There is no denying that the nesting habits of cormorants, and their acidic guano, can harm the trees in which they choose to roost, eventually killing them and the surrounding plant life. But as Keith Hobson, a professor in the Department of Biology at the University of Western Ontario describes in an article published in the journal Avian Conservation and Ecology, “this disturbance regime is natural, overwhelmingly local in scale, and simply can not justify large-scale culling.”

This “destruction” caused by cormorant colonies is actually an integral part of the ecosystem in which they nest.

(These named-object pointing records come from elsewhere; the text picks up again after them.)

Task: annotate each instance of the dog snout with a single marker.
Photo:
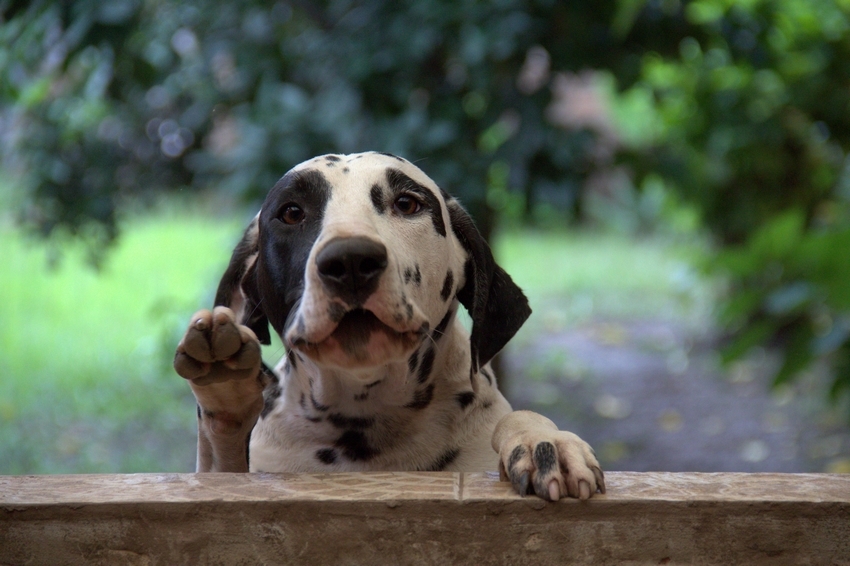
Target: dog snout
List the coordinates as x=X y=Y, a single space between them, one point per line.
x=350 y=268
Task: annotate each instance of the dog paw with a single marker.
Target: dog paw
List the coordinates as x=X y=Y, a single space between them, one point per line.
x=537 y=458
x=216 y=348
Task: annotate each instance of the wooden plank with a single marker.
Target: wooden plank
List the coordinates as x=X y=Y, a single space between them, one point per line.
x=421 y=518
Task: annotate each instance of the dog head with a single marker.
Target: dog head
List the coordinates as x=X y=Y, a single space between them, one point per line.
x=354 y=259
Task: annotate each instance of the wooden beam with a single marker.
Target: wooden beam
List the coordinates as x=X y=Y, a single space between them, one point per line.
x=421 y=518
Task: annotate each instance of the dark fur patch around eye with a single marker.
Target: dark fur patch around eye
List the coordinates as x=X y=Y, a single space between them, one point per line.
x=448 y=285
x=326 y=455
x=400 y=183
x=376 y=193
x=422 y=398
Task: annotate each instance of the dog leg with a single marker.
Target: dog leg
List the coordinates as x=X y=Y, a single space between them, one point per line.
x=538 y=458
x=221 y=359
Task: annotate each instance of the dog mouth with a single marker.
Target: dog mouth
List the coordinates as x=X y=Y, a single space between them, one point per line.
x=356 y=328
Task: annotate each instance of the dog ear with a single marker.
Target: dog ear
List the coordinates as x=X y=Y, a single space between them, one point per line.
x=497 y=306
x=238 y=288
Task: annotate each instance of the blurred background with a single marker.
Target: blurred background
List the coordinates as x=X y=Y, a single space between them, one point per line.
x=668 y=180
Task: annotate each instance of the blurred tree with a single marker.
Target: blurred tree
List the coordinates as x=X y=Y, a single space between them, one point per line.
x=743 y=115
x=113 y=101
x=752 y=120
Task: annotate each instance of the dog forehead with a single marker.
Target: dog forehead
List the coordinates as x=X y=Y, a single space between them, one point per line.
x=361 y=171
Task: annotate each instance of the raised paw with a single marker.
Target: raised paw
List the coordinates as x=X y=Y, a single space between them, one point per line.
x=216 y=348
x=537 y=458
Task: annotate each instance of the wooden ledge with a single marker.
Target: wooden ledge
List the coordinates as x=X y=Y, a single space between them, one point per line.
x=412 y=518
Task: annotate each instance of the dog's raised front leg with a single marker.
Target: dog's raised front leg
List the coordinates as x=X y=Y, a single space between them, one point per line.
x=538 y=458
x=222 y=359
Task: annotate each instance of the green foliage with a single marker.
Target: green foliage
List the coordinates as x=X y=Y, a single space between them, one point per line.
x=732 y=115
x=123 y=98
x=754 y=132
x=86 y=356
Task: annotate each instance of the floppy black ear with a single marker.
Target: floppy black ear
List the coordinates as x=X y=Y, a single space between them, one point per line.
x=238 y=288
x=497 y=306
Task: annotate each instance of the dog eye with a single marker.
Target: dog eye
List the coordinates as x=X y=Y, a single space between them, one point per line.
x=407 y=205
x=292 y=214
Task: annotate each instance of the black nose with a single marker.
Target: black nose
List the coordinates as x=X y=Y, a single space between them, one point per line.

Their droppings return nitrogen and phosphorus back into the freshwater ecosystem. 

A comprehensive analysis completed in 2015, involving a long list of environmental experts, narrowed down the 50 biggest threats to the Great Lakes. 

Invasive species, toxic metals, coastal development, sediment loading, climate change and warming temperatures, nuisance algal blooms and contamination, were just a few of the “stressors” identified, currently endangering 20 percent of the Earth’s surface freshwater.

Not surprisingly, the double-crested cormorant did not make the list. 

 

While the nesting habits of cormorants is damaging to trees, the impact is localized and does not harm the broader ecosystem.

(Joel Wittnebel/The Pointer)

 

This lack of evidence has led many experts to call for a moratorium on future hunting of double crested cormorants until a scientific basis can be found or sound wildlife management strategy can be created. 

“Obviously a one-size-fits-all approach to cormorant management in the whole province is absurd and it is now time for a moratorium on this legislation until we know much more,” Hobson tells The Pointer. “The history of the last three years has demonstrated this point because, as argued by us several times, an adaptive management approach to knowing populations before culling and after is needed, we are going in blind here. Instead, we hear that population monitoring is sporadic and likely to be drawn out for many years.”

This concern is echoed by Ludwig. 

“When you start screwing around with natural systems, without knowing what the hell you’re doing, without thinking through what might happen, what could happen, in other words run the scenarios, without doing that kind of thing…it's ridiculous.”